When the time is fulfilled and the world is made ready, the Word and the
Spirit come once more -- no longer by their mere action and power, but
now in their own persons, dwelling personally in the world.
The Word becomes flesh. The only-begotten Son is born as a man, Jesus of
Nazareth. And the Spirit who is in him is given to all men to make them
also sons of the Father in an eternal development of attaining His
perfection by growing forever "to the measure of the stature of the
fullness of Christ" (Eph 4:13).
Thus, in the New Testament we have the full epiphany of God, the full
manifestation of the Holy Trinity: the Father through the Son in the
Spirit to us; and we in the Spirit through the Son to the Father.
[Return to
Contents]
The Holy Trinity in the
Church
The life of the Church is the life of men in the Holy Trinity. In the
Church all become one in Christ, all put on the deified humanity of the
Son of God. "For as many as have been baptized into Christ have put on
Christ" (Gal 3:27). The unity of the Church is the unity of many into
one, the one Body of Christ, the one living temple of God, the one
people and family of God.
Within the one body there are many individual members. Many "living
stones" constitute the living temple. Many brothers and sisters make up
the one family of which God is the Father. The unique diversity of each
member of the one Body of Christ is guaranteed by the presence of the
Holy Spirit. Each unique person is inspired by the Spirit to be a true
man, a true son of God in his own distinct way. Thus, as the Body of the
Church is one in Christ, the one Holy Spirit gives to each member the
possibility of fulfilling himself in God and so of being one with all
others in calling God "Father" (See 1 Cor 12).
The Church, then, as the perfect unity of many persons into one fully
united organism, is a reflection of the Trinity itself. For the Church,
being many unique and distinct persons, is called to be one mind, one
heart, one soul and one body in the one Truth and Love of God Himself.

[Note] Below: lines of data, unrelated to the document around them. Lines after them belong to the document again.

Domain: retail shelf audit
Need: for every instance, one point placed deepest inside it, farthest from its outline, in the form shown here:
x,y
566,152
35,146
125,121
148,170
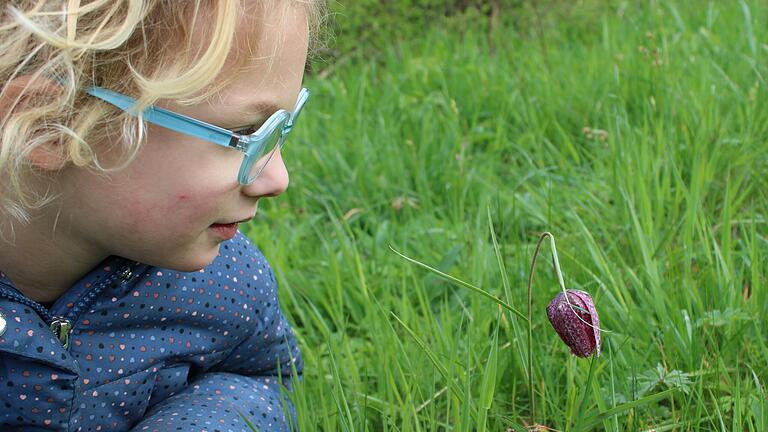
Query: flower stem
x,y
556,264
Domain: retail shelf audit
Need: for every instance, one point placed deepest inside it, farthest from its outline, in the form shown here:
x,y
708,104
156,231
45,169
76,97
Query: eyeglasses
x,y
259,147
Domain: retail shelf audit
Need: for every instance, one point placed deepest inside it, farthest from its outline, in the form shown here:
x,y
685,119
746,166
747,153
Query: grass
x,y
637,134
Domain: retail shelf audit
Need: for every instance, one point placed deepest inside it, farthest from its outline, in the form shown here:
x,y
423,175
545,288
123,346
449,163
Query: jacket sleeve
x,y
251,381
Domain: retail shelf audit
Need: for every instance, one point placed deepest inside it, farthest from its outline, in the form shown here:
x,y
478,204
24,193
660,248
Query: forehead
x,y
264,67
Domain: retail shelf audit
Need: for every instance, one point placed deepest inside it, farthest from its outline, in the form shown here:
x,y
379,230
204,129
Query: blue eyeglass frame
x,y
212,133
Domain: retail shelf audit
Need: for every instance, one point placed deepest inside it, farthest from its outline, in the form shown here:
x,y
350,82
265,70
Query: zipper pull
x,y
61,327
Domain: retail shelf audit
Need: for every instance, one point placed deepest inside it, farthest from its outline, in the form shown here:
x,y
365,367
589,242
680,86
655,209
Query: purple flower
x,y
580,337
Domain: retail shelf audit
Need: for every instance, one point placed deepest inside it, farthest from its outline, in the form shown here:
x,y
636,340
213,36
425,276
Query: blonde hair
x,y
149,49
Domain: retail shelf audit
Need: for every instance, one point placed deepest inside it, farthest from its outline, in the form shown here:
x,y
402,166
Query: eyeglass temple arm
x,y
302,99
168,119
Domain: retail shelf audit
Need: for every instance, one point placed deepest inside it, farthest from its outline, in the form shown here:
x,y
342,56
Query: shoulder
x,y
243,268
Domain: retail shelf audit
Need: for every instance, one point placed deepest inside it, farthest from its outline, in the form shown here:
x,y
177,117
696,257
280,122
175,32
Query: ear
x,y
15,95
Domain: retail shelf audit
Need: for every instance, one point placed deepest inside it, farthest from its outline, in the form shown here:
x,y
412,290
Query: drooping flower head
x,y
582,337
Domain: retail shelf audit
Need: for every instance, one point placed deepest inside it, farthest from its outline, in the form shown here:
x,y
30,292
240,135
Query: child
x,y
136,135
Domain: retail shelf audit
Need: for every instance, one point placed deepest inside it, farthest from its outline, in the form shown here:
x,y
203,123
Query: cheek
x,y
174,212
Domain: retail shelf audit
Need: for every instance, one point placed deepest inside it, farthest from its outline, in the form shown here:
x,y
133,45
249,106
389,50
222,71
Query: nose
x,y
272,181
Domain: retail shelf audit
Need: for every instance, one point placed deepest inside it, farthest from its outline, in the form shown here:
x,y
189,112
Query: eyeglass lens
x,y
261,153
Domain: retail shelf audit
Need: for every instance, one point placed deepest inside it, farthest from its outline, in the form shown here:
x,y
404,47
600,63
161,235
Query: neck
x,y
39,257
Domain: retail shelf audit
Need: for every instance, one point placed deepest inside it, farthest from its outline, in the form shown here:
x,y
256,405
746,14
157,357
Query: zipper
x,y
61,326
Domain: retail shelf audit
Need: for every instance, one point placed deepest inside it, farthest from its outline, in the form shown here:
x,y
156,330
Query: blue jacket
x,y
138,348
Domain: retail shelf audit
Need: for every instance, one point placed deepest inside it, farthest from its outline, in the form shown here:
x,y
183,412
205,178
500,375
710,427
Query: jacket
x,y
133,347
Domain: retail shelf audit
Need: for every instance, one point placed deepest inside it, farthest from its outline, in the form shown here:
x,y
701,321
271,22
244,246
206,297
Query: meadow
x,y
635,132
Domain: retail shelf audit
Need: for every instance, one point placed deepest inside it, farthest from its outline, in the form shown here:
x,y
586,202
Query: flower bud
x,y
582,337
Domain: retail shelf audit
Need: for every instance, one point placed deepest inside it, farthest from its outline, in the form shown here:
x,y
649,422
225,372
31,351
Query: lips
x,y
225,231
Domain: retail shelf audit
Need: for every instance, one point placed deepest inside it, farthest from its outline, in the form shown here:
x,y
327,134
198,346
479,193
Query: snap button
x,y
3,324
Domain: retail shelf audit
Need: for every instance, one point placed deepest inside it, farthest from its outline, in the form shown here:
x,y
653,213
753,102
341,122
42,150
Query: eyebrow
x,y
260,110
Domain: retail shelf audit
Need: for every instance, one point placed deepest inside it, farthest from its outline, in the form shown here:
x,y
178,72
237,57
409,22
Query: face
x,y
162,209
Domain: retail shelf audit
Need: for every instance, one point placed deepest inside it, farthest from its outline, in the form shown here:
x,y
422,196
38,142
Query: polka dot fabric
x,y
152,350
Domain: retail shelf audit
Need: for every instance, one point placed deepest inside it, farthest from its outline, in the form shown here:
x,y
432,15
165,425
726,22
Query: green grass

The calling of the Church to be one in all things is the prototype of
the vocation of all mankind which was originally created by God as many
persons in one nature, ultimately destined by God for ever-more-perfect
growth in free unity of Truth and Love, in the life of God's Kingdom.
[Return to
Contents]
The Holy Trinity in
the Sacraments
The sacraments of the Church portray the Trinitarian character of the
life of God and man. Each person is baptized by the Holy Spirit into the
one humanity of Christ. Being baptized, each person is given the "seal
of the gift of the Holy Spirit" of God in chrismation to be a "christ",
i.e. an anointed son of God to live the life of Christ.
In marriage the unity of two into one makes the new unity a reflection
of the unity of the Trinity, and the unity of Christ and the Church. For
the family of many persons united in one truth and love is indeed the
created manifestation of the one family of God's Kingdom, and of God
Himself, the Blessed Trinity.
In penance once more we renew our new life as sons of the Father through
the grace of Christ by the power of the Holy Spirit, forgiven and
reunited into the unity of God in His Church.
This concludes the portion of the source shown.